Le conoscenze sul valore salutistico dell’Annurca e di altre mele del gruppo Rosa, hanno contribuito a risvegliare l’interesse sulla mela Rosa Romana dell’Appennino. È questa, infatti, la denominazione, proposta quale marchio dall’Associazione di scopo costituitasi recentemente nell’Alta Valle del Reno, per identificare e tutelare commercialmente le produzioni della mela Rosa Romana nei due versanti appenninici tosco-emiliani; mele ottenute sia dalle vecchie coltivazioni sia, come si auspica, da nuovi impianti che cominciano a sorgere, sia pure sporadicamente.
L'indagine dell'Università di Bologna
Lo studio è stato condotto nell’arco di un triennio dall’Università di Bologna (DiSTAL), con la collaborazione di coltivatori e operatori commerciali e industriali dell’Alta Valle del Reno, e si proponeva di individuare i profili fenolici nell’ambito di un confronto fra queste due storiche varietà di melo, Rosa Romana e Annurca; la prima, ormai abbandonata, ma per secoli dominante presenza nell’Appennino tosco-emiliano, e la seconda testimone attuale della più antica coltivazione del melo in Campania e in altre aree del Sud.

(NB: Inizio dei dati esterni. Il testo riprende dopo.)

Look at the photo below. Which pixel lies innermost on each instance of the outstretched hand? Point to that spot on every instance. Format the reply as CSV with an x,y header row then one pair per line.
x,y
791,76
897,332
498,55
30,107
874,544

Annurca, già nota ai romani, è tuttora commercialmente apprezzata sui mercati nazionali ed europei, tanto che ne viene stimata una produzione di oltre 30.000 t, mentre della Rosa Romana la produzione stimata è di appena 500 t, comunque non in grado di esercitare un significativo impatto di mercato.
![mela Rosa Romana](https://rivistafrutticoltura.edagricole.it/wp-content/uploads/sites/18/2020/12/Costa_Rosa-Romana_36_2020_foto-3-600x322.jpg)
I risultati sui profili fenolici della mela Rosa Romana
I risultati analitici sul contenuto sono disponibili nell’articolo integrale pubblicato sulla
rivista di Frutticoltura n. 9/2020
Potenzialità ma non senza limiti
In conclusione, si conferma che la Rosa Romana dell’Appennino è una mela unica nel suo genere, di tipologia ben differente dalle altre mele per forma, colorazione, aspetto, qualità estetiche, gustative e di conservazione.
Questa eccellenza qualitativa si combina e viene esaltata da fattori territoriali-ambientali (climatici e pedologici) che la rendono incomparabile alle mele della stessa varietà coltivate in pianura. Grande, dunque, è il suo potenziale commerciale, di cui si intravede lo sviluppo intrapreso da imprenditori dell’alta Valle del Reno, che ne stanno riprendendo la coltivazione.
![mela Rosa Romana](https://rivistafrutticoltura.edagricole.it/wp-content/uploads/sites/18/2020/12/Costa_Rosa-Romana_36_2020_foto-4-533x400.jpg)
Si deve però tener conto che questa ripresa non è facile: vari punti deboli emersi nelle ultime annate, in parte conseguenti alle variazioni climatiche, vanno considerati; riguardano la produttività degli alberi, medio-bassa e incostante (anche perchè triploide); la pezzatura ridotta dei frutti, specie alle altitudini maggiori. La suscettibilità a ticchiolatura, oidio, butteratura amara e riscaldo superficiale è elevata e occorre dunque programmare una tecnica colturale molto accurata (fertirrigazione, irrigazione e difesa sanitaria), con interventi e input chimici difficili da rendere compatibili con un’auspicabile produzione biologica.